Like Brooklyn, those who live in Trinidad are not its true descendants. Like Brooklyn, there are inhabitants who have struggled under the system, without looking back and deciphering a pattern. There was promise of it when Eric Williams became the country's first Prime Minister, but such promise waned under the riches of oil, corruption and just plain old wanting to be like what it looks like on t.v. But unlike Brooklyn, Trinidad has (I'm not sure if this is the case anymore, and I wouldn't be surprised if this has changed) there is something called squatter's rights. This means that if you own a piece of land and do not use it for a certain period of time, if someone else builds on that piece of land and lives there for a period of time, that land is then theirs. This ensures that no one is without a means of producing their own food.

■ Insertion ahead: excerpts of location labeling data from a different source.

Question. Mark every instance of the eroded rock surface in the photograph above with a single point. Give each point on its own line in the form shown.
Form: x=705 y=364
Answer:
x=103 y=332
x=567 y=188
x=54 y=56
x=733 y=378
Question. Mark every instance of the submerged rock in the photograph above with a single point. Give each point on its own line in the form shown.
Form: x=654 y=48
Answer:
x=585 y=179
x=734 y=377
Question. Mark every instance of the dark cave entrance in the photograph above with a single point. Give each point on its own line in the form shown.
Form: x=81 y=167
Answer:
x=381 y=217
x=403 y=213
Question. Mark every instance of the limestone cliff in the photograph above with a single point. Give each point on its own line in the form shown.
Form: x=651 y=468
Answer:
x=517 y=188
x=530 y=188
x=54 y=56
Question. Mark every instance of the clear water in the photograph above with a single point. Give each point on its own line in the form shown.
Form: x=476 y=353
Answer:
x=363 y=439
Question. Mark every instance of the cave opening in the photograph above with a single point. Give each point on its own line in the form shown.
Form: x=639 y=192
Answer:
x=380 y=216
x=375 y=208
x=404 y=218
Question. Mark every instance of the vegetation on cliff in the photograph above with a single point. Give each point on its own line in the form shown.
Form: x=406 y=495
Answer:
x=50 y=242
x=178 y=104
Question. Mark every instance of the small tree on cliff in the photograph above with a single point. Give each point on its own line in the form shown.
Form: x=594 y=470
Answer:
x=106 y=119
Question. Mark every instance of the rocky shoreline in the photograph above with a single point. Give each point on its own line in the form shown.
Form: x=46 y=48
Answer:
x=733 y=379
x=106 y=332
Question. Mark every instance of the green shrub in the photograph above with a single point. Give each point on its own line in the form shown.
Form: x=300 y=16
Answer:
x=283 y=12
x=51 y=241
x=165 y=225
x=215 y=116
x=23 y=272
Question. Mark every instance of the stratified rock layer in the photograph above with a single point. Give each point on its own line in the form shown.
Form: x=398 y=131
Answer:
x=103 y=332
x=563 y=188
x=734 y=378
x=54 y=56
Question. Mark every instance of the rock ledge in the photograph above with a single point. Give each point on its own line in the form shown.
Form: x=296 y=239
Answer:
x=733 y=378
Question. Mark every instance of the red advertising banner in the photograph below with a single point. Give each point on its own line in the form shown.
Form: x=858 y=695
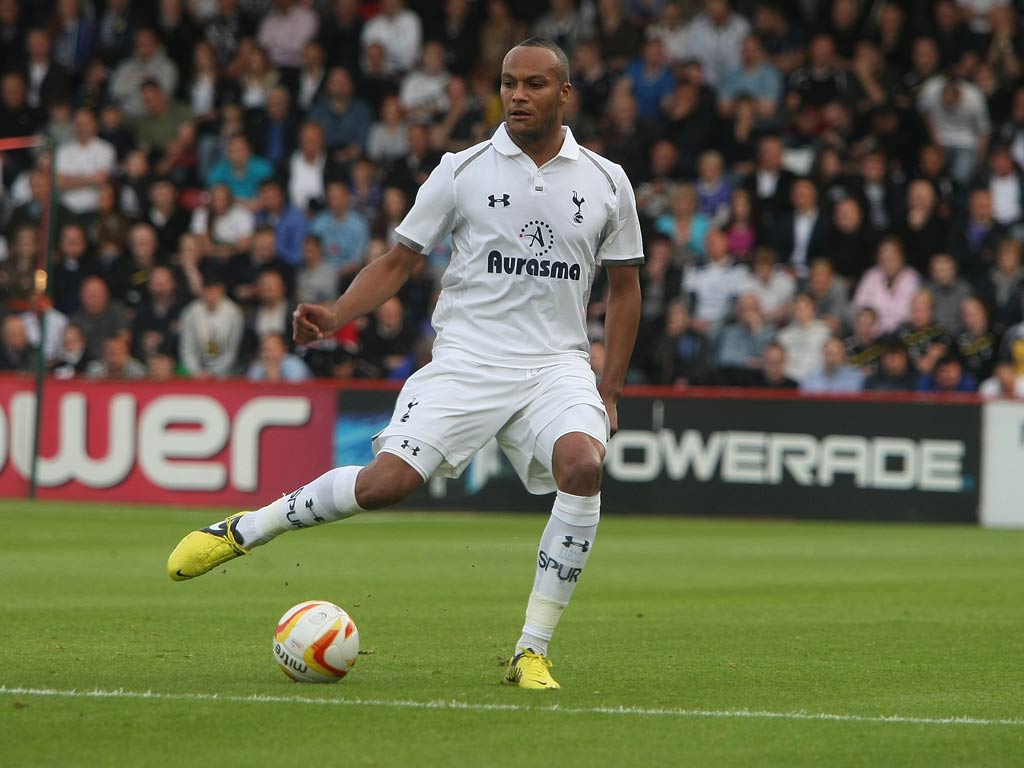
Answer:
x=232 y=443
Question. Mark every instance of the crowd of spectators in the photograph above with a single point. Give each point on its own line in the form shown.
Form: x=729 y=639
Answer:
x=832 y=193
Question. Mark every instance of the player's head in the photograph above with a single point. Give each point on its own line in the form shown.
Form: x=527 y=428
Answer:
x=535 y=88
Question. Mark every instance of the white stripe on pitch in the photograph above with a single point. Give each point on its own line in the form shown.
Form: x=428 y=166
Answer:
x=470 y=707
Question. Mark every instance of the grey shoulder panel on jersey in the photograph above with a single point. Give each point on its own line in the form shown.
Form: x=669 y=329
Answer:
x=462 y=167
x=592 y=159
x=412 y=244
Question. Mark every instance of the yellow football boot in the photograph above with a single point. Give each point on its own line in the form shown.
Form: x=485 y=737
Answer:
x=204 y=550
x=529 y=670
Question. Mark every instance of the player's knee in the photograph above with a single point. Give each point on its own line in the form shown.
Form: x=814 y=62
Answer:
x=580 y=474
x=382 y=483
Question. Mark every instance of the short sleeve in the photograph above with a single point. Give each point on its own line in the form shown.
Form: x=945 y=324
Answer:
x=432 y=215
x=623 y=243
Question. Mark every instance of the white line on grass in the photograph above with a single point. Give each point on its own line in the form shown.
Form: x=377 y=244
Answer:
x=470 y=707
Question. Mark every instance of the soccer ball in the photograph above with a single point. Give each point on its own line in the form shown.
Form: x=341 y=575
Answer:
x=315 y=642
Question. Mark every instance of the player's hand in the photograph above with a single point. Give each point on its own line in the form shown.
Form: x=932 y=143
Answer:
x=311 y=323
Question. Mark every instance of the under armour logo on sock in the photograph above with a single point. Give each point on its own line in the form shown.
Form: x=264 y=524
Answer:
x=570 y=542
x=409 y=410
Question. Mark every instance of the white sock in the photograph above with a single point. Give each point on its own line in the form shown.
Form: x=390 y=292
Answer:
x=565 y=545
x=331 y=497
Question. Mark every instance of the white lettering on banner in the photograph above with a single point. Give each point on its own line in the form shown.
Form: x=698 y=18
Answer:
x=766 y=458
x=251 y=420
x=73 y=461
x=163 y=442
x=174 y=440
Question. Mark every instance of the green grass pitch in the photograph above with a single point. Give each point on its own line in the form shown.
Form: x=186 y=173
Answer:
x=688 y=643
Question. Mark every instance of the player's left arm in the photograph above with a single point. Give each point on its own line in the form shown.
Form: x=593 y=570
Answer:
x=622 y=318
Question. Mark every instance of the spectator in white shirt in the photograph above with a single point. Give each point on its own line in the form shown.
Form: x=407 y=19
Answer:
x=714 y=287
x=399 y=32
x=84 y=165
x=804 y=339
x=715 y=37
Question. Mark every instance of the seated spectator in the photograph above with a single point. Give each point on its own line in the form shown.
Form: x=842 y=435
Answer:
x=685 y=225
x=156 y=324
x=947 y=376
x=773 y=287
x=116 y=363
x=713 y=287
x=714 y=189
x=679 y=355
x=423 y=96
x=83 y=165
x=158 y=127
x=888 y=287
x=974 y=237
x=1005 y=182
x=836 y=375
x=850 y=240
x=740 y=344
x=165 y=215
x=345 y=117
x=1004 y=383
x=212 y=327
x=288 y=221
x=343 y=232
x=772 y=373
x=956 y=116
x=862 y=346
x=659 y=284
x=225 y=226
x=16 y=353
x=399 y=31
x=71 y=359
x=715 y=38
x=976 y=344
x=740 y=226
x=244 y=269
x=1001 y=287
x=316 y=281
x=275 y=364
x=895 y=373
x=948 y=291
x=800 y=233
x=99 y=316
x=241 y=171
x=273 y=130
x=756 y=77
x=650 y=79
x=926 y=340
x=150 y=62
x=386 y=343
x=922 y=229
x=803 y=339
x=388 y=137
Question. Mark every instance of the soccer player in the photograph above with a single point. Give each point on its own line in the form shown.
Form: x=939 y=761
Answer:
x=531 y=214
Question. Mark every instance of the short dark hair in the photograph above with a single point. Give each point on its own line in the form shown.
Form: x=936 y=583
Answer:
x=563 y=60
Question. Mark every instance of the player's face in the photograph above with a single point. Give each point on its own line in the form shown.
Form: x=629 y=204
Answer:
x=531 y=93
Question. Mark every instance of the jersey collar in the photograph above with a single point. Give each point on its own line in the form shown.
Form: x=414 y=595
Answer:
x=504 y=143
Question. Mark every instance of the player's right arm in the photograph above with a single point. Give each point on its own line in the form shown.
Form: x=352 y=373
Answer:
x=375 y=284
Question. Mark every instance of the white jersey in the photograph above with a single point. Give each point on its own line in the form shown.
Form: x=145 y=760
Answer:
x=525 y=243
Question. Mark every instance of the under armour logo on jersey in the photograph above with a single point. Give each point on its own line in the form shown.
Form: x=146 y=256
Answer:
x=578 y=202
x=570 y=542
x=409 y=410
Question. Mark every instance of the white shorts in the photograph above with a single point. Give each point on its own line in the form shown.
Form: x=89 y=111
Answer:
x=457 y=406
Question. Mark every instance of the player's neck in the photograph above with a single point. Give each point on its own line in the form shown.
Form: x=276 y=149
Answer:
x=544 y=148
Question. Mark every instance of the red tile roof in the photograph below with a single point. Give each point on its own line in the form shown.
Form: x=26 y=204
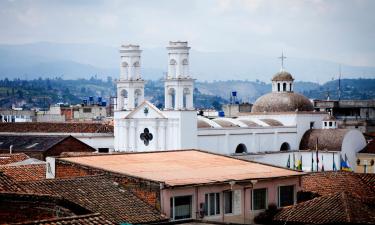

Colonialism is about land. People think when they hear about colonialism, it's about something  that happened a long, long, time ago. Put it this way: when I told an 8th grade class about the ideas of imperialism and colonialism, one student added, "That sounds like integration!" Most of us on this planet have been effected by it. The thousands of young Europeans whose battle from poverty continued outside thier original borders (Who owns most of European land? Who owns most of Britain's land? The questions and answer are all there for you to look into). Who is the biggest landowner in the world?  Why is it important to own land? The people who they encountered. The land that was conquered. The people who were conquered.
With companies like Monsanto vying to control the seed, to patent food and attempt to control the world's food supply through pretense of good, I say we've been getting it all wrong. It's not about race. It's not about gender. It's not about money. It's about land. And the very sick idea that anyone could ever own it.
Here is a writer from Cowbird who is chronicalling one such fight in India. The other day it came to me. You want to know what is really going on in the world? You want to see what matters? Look at how  indigenous people, poor people, continue to be treated throughout the world. That should speak volumes.